The present invention relates to a new method and apparatus for improvement of High Frequency Reconstruction (HFR) techniques using frequency translation or folding or a combination thereof. The proposed invention is applicable to audio source coding systems, and offers significantly reduced computational complexity. This is accomplished by means of frequency translation or folding in the subband domain, preferably integrated with spectral envelope adjustment in the same domain. The concept of dissonance guard-band filtering is further presented. The proposed invention offers a low-complexity, intermediate quality HFR method useful in speech and natural audio coding applications.
Legal claims defining the scope of protection. Each claim is shown in both the original legal language and a plain English translation.
1. A method for decoding coded signals, the coded signals comprising a coded lowband audio signal, comprising: separating the coded lowband audio signal from the coded signals; audio decoding the coded lowband audio signal to obtain a decoded audio signal; obtaining an envelope adjusted and frequency-translated signal, comprising: filtering the decoded audio signal using an analysis filterbank to obtain complex-valued subband signals within a source range, wherein each complex-valued subband signal is represented by a real-valued component and an imaginary-valued component; patching the real-valued component and the imaginary-valued component of a complex-valued subband signal with index i within the source range to a complex-valued subband signal with index j within a reconstruction range, wherein the source range comprises frequencies lower than frequencies in the reconstruction range; patching the real-valued component and the imaginary-valued component of a complex-valued subband signal with index i+1 within the source range to a complex-valued subband signal with index j+1 within a reconstruction range; applying an envelope adjustment to the patched complex-valued subband signals within the reconstruction range; and filtering the patched and envelope adjusted complex-valued subband signals within the reconstruction range using a synthesis filterbank to obtain the envelope adjusted and frequency translated signal.

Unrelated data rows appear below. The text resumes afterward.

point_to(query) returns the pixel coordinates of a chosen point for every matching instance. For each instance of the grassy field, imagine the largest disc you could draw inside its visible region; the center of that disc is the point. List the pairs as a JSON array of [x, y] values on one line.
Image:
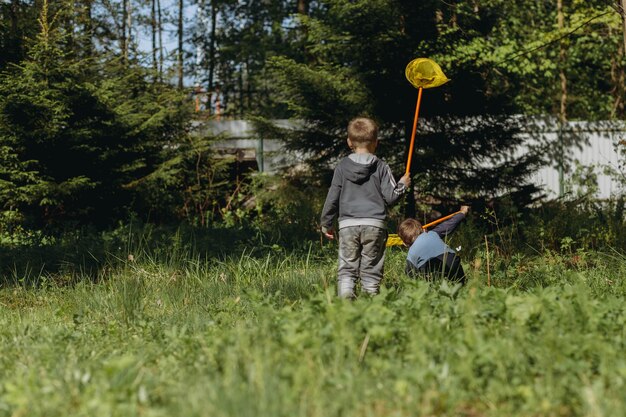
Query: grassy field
[[265, 336]]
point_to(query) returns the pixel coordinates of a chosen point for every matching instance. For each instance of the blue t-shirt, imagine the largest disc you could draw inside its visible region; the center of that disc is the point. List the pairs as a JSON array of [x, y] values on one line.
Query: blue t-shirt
[[430, 244]]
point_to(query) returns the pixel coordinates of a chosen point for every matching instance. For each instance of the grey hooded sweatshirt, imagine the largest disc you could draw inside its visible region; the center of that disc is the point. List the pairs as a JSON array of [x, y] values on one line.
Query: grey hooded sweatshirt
[[360, 192]]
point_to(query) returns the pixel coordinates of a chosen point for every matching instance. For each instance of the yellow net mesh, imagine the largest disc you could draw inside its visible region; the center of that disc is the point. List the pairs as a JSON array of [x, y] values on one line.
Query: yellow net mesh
[[394, 240], [425, 73]]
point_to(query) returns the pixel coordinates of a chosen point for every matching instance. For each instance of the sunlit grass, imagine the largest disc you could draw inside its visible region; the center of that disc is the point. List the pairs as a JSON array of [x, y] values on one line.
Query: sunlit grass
[[265, 335]]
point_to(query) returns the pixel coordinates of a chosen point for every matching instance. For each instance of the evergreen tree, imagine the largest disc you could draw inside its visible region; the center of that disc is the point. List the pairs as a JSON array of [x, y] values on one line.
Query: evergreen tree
[[74, 134], [466, 140]]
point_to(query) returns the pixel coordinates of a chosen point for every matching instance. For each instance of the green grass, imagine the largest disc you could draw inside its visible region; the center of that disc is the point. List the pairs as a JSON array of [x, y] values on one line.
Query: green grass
[[179, 335]]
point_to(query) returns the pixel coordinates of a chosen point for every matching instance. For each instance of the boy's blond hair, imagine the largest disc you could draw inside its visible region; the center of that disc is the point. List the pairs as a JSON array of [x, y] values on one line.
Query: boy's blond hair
[[362, 131], [409, 230]]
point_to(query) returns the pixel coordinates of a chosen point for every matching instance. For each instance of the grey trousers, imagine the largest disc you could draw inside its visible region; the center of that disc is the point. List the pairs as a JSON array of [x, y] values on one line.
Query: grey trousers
[[361, 255]]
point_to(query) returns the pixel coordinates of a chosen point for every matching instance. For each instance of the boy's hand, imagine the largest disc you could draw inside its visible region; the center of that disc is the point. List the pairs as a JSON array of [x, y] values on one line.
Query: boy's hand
[[406, 180]]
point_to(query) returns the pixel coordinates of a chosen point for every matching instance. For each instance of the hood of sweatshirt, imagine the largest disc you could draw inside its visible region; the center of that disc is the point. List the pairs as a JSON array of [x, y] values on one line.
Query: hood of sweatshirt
[[357, 168]]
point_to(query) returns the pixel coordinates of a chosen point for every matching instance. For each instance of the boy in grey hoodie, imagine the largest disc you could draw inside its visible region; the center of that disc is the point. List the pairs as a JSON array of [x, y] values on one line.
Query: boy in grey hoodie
[[362, 189]]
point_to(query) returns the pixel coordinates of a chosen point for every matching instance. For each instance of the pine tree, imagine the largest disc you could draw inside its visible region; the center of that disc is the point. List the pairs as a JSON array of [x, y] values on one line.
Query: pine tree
[[359, 50], [74, 133]]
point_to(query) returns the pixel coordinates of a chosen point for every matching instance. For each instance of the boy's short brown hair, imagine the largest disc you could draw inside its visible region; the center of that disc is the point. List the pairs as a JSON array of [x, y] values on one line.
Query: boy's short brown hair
[[362, 130], [409, 230]]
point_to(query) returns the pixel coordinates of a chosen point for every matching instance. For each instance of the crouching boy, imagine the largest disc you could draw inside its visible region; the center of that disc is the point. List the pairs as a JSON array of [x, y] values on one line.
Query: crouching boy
[[429, 256]]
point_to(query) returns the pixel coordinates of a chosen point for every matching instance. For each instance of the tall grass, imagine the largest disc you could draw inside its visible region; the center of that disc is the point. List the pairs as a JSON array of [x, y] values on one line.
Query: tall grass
[[176, 333]]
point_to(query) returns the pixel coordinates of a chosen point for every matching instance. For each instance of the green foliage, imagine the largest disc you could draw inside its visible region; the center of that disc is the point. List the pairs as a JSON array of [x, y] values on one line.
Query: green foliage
[[459, 146], [74, 133], [266, 336]]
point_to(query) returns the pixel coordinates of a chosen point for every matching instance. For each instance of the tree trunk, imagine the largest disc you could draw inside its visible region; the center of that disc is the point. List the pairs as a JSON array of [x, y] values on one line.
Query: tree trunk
[[124, 43], [212, 43], [410, 208], [179, 55], [89, 27], [129, 24], [15, 37], [153, 24], [563, 102], [624, 22], [303, 7], [160, 24]]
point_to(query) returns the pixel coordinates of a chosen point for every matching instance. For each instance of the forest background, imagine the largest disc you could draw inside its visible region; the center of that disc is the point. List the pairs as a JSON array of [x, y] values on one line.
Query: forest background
[[96, 117]]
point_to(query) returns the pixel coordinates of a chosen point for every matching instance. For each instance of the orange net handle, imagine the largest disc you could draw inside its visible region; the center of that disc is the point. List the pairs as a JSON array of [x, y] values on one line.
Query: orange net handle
[[417, 112], [443, 219]]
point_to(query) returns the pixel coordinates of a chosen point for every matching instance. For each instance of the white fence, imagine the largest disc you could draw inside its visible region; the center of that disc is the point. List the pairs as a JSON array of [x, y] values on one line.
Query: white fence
[[589, 150]]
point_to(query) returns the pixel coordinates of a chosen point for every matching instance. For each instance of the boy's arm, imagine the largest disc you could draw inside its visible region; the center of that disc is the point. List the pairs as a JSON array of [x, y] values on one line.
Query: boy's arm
[[391, 190], [331, 205], [445, 228]]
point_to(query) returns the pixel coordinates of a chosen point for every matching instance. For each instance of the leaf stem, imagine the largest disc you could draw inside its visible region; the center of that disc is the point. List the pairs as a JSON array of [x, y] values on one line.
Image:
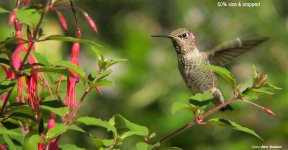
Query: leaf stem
[[188, 125], [199, 118]]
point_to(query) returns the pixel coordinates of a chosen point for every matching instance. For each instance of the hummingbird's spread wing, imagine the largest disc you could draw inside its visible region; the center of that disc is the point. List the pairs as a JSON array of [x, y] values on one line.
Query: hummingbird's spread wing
[[225, 52]]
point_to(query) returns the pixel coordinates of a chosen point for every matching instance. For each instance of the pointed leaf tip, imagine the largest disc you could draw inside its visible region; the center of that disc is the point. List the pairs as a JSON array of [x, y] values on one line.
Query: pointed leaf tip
[[269, 112]]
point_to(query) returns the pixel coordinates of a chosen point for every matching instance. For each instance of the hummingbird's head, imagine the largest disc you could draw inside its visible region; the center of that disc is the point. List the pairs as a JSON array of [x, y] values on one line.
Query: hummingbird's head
[[183, 40]]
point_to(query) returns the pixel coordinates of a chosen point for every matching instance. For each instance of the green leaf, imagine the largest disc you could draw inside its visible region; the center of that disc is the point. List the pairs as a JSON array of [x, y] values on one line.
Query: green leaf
[[10, 43], [3, 130], [82, 75], [262, 91], [271, 86], [96, 122], [30, 17], [54, 106], [142, 146], [223, 72], [6, 86], [71, 39], [2, 10], [98, 54], [250, 93], [123, 125], [200, 100], [40, 59], [30, 142], [233, 125], [76, 128], [20, 110], [102, 75], [70, 147], [57, 130], [4, 61], [9, 142], [179, 106], [103, 142], [114, 61], [101, 83], [63, 71], [170, 148]]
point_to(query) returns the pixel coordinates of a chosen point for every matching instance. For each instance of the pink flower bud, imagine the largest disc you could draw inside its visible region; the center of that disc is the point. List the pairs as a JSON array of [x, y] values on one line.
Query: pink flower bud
[[268, 111], [26, 2], [12, 17], [91, 22], [62, 20]]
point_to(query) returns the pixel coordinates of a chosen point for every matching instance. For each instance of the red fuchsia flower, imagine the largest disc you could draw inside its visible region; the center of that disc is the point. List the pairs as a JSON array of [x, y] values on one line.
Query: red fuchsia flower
[[26, 2], [70, 99], [90, 22], [51, 123], [9, 75], [12, 17], [62, 20], [268, 111], [3, 147], [16, 60], [32, 81]]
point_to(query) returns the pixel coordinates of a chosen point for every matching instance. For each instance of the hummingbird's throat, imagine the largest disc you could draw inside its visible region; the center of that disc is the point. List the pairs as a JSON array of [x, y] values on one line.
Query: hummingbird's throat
[[192, 37]]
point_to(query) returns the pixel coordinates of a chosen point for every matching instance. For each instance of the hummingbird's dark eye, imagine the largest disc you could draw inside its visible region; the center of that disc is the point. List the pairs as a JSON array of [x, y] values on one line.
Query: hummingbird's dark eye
[[185, 35]]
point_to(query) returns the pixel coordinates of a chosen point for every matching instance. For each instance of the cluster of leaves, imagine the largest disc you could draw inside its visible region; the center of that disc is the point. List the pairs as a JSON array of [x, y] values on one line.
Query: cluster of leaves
[[19, 118], [198, 102], [18, 125]]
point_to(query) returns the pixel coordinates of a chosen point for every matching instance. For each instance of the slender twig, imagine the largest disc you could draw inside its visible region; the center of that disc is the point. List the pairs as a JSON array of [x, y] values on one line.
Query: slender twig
[[5, 101], [29, 50], [188, 125], [35, 33], [196, 120]]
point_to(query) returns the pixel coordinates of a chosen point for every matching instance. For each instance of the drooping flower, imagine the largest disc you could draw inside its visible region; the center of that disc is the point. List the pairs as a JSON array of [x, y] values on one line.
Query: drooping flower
[[62, 20], [16, 60], [51, 123], [90, 22], [70, 99]]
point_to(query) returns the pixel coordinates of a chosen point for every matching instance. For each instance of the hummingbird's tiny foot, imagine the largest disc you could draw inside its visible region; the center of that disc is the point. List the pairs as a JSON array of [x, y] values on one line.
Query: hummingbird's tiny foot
[[199, 121]]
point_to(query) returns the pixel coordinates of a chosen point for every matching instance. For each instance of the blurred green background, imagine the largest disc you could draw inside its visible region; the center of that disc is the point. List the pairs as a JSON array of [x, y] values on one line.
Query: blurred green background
[[148, 84]]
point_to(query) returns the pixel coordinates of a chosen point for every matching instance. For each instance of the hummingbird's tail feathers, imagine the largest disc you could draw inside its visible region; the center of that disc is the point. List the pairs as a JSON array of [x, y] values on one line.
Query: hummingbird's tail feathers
[[227, 107], [218, 98], [226, 52]]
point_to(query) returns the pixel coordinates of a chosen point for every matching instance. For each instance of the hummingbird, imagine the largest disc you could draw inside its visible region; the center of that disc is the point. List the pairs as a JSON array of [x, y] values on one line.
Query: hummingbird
[[191, 61]]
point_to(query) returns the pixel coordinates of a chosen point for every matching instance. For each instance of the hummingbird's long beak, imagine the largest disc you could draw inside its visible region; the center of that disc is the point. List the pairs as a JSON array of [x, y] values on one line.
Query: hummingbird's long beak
[[162, 36]]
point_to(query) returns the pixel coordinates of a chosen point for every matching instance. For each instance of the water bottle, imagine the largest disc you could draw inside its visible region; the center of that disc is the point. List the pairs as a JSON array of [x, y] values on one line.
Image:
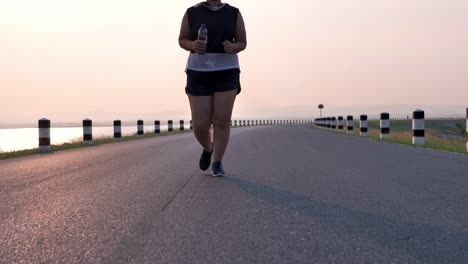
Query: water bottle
[[203, 34]]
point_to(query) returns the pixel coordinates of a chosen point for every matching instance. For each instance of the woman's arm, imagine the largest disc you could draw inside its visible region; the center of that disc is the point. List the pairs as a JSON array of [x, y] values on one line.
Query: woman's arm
[[240, 42], [185, 41], [241, 35]]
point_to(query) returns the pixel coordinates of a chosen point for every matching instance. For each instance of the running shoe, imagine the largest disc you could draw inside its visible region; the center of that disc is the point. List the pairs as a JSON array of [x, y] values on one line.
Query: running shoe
[[218, 170], [205, 160]]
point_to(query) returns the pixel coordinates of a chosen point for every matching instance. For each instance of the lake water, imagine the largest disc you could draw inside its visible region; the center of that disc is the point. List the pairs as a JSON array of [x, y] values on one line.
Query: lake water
[[28, 138]]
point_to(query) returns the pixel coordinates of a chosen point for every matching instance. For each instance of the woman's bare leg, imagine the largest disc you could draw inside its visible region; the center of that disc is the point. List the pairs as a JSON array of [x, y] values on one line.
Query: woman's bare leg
[[223, 103], [201, 107]]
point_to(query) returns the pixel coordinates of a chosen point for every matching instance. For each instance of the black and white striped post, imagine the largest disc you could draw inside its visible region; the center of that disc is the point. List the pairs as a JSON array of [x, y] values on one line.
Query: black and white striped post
[[384, 126], [363, 125], [340, 124], [87, 132], [418, 127], [170, 127], [157, 127], [44, 135], [350, 124], [181, 125], [140, 132], [333, 123], [117, 130]]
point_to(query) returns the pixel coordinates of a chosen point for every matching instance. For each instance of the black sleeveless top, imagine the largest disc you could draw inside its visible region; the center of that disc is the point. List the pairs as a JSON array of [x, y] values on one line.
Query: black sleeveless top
[[221, 24]]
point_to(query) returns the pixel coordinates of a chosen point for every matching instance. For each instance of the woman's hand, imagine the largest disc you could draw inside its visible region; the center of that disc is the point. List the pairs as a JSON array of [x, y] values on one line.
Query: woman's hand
[[199, 46], [229, 47]]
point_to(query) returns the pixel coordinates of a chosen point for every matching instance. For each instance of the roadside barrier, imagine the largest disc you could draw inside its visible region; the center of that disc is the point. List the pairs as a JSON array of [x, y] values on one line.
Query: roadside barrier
[[117, 130], [340, 124], [44, 135], [140, 132], [349, 125], [170, 127], [363, 125], [157, 127], [418, 127], [384, 125], [87, 132], [181, 125]]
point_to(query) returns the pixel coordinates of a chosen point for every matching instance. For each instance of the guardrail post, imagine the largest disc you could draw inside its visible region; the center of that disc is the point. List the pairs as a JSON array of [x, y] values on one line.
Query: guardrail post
[[181, 125], [140, 133], [157, 127], [340, 124], [333, 127], [418, 127], [170, 127], [117, 130], [88, 132], [384, 125], [363, 125], [44, 135], [350, 124]]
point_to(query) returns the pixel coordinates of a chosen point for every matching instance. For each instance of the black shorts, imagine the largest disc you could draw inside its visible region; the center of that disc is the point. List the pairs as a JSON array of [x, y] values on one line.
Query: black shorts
[[208, 83]]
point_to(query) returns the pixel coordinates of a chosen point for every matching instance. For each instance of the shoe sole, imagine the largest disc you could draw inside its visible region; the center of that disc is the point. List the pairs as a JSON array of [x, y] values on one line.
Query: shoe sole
[[218, 175]]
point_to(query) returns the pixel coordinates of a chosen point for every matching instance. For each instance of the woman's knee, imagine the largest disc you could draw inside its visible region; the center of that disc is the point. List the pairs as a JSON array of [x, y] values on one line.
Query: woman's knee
[[221, 123], [201, 125]]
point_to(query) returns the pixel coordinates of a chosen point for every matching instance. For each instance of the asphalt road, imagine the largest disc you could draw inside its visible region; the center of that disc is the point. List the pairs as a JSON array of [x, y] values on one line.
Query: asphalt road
[[294, 194]]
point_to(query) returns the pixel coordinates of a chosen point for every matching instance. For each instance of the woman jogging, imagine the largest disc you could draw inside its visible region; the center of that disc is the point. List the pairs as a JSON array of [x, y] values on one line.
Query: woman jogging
[[212, 74]]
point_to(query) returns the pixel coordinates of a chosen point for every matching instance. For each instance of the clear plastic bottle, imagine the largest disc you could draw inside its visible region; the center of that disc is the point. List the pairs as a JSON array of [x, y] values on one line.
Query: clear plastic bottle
[[203, 34]]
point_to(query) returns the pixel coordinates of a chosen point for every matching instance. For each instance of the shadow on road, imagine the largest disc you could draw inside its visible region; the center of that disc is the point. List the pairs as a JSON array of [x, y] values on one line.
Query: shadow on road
[[430, 244]]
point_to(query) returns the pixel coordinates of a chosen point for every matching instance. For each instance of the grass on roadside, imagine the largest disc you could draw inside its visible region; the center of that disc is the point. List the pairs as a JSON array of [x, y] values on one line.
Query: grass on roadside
[[77, 143], [444, 134]]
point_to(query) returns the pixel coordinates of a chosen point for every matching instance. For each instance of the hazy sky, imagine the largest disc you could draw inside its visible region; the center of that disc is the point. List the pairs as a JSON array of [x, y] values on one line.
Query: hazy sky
[[107, 59]]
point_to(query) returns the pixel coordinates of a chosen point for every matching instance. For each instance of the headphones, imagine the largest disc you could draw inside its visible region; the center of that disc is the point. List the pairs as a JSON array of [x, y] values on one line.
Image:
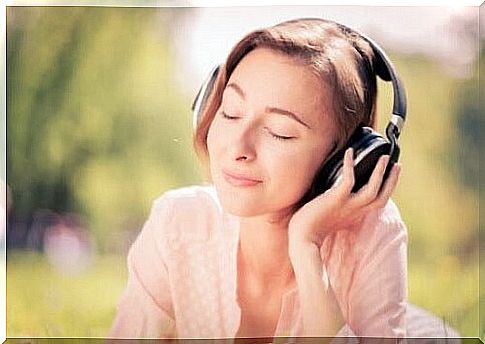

A method for decoding audio signals enhances high-frequency reconstruction (HFR) by translating lower-frequency audio data to higher frequencies. The method first separates a coded lowband audio signal from the complete coded signal and decodes it. To reconstruct high frequencies, it filters the decoded audio using an analysis filterbank, generating complex-valued subband signals (real and imaginary components). The real and imaginary parts of a subband signal at a lower frequency index `i` are copied ("patched") to a higher frequency index `j`. This patching process is repeated for adjacent subbands (i+1 to j+1). The amplitudes of these patched subband signals are then adjusted using an envelope adjustment. Finally, a synthesis filterbank converts these adjusted subband signals back into an audio signal with reconstructed high frequencies.
2. A method according to claim 1 , wherein the analysis filterbank and the synthesis filterbank are obtained by cosine or sine modulation of a lowpass prototype filter.
In the method for decoding audio signals using high-frequency reconstruction described previously, the analysis and synthesis filterbanks, used to split and recombine the audio signal into subbands, are created using cosine or sine modulation of a lowpass prototype filter. This allows for efficient computation and good frequency separation between subbands. The filterbank implementation based on cosine or sine modulation simplifies the design and reduces computational complexity for translating lower-frequency audio data to higher frequencies.
3. A method according to claim 1 , wherein the analysis filterbank and the synthesis filterbank are obtained by complex-exponential-modulation of a lowpass prototype filter.
In the method for decoding audio signals using high-frequency reconstruction described previously, the analysis and synthesis filterbanks, used to split and recombine the audio signal into subbands, are created using complex-exponential modulation of a lowpass prototype filter. Using complex-exponential modulation in the filterbank design offers alternatives in terms of frequency resolution and aliasing control compared to real-valued modulation schemes, potentially affecting the quality of the high-frequency reconstruction.
4. A method according to claim 2 , wherein the lowpass prototype filter is designed so that a transition band of channels of the analysis filterbank and the synthesis filterbank overlaps a passband of neighbouring channels only.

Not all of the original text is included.